During the first ten months of 1904, the Edison Company had relied heavily on dupes even as it produced four imitations of Biograph subjects and a fifth inspired by a Lubin "feature." One picture was ersatz theater and another cribbed from a comic strip. Three films recycled footage. While Edison-produced headliners increased in quantity after mid August, they did not do so in originality.[159] The resulting erosion of Edison's commercial standing was reflected in a letter that William Gilmore sent to Frank Dyer. After complaining about the progress being made in several patent suits against Biograph and Lubin, the general manager remarked:
The competition that we have to meet in this line of business, not only on the part of these people but particularly on the part of a lot of small operators, is becoming so great that I feel that some action must be taken in these cases at once. Selig is becoming very active in the West, and from such information as I have been able to gather he is evidently backed up by a lot of small dealers, and the character of the work that he turns out is bad in the extreme.
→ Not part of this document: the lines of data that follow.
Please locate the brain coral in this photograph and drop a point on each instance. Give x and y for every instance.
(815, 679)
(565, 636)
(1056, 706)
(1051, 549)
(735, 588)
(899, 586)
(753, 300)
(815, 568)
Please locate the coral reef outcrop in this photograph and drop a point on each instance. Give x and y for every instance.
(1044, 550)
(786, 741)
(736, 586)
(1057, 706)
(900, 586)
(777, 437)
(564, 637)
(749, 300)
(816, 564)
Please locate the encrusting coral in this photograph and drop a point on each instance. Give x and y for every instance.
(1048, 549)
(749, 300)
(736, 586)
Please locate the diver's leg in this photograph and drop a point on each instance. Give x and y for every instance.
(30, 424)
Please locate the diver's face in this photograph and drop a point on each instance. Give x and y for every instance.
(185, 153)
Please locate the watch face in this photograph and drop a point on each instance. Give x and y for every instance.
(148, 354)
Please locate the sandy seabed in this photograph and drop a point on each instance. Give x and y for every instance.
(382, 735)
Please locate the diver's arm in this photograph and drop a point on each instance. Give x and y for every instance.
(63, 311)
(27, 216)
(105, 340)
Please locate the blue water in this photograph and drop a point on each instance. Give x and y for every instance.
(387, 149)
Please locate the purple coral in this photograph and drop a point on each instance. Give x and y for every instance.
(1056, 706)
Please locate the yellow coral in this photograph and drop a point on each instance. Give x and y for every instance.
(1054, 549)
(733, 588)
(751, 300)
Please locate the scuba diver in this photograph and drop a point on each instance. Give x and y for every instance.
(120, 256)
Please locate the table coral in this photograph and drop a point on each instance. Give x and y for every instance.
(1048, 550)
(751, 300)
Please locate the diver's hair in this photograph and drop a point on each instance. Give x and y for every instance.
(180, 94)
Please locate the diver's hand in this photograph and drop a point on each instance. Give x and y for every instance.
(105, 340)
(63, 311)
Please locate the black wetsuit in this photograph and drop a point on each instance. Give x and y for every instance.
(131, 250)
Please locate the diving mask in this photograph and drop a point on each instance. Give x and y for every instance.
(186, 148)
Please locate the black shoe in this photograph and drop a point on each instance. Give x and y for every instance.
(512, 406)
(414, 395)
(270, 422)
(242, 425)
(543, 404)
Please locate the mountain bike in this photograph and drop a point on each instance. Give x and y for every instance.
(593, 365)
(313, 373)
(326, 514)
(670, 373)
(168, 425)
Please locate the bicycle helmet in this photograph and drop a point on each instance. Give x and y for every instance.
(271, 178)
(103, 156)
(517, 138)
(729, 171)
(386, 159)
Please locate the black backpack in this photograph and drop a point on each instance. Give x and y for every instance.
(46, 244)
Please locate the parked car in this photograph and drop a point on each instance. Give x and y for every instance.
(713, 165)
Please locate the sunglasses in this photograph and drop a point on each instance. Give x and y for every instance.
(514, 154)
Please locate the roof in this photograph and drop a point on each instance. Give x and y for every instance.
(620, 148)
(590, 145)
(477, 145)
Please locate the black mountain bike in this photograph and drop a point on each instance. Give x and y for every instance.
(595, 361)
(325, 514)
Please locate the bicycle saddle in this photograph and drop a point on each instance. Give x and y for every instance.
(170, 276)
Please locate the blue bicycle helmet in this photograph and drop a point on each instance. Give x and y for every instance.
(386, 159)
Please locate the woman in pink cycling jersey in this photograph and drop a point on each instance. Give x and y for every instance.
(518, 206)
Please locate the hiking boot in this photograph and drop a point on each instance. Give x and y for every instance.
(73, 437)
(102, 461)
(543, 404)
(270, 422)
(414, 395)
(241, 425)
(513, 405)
On the other hand, the Mutoscope Company does not seem to hesitate to do everything they can to hurt the trade in general, and the only way I can see to get it on some sort of satisfactory basis is by pushing the suits and endeavoring to obtain a decision either one way or the other.[160]
Gilmore, however, was not foolish enough to rely solely on a possible legal solution. He finally recognized that Edison had to produce its own "original" productions if the Kinetograph Department was to attract customers in large numbers. As a result, Porter was given new resources, additional staff, and considerable discretion in his choice of subject matter and production methods.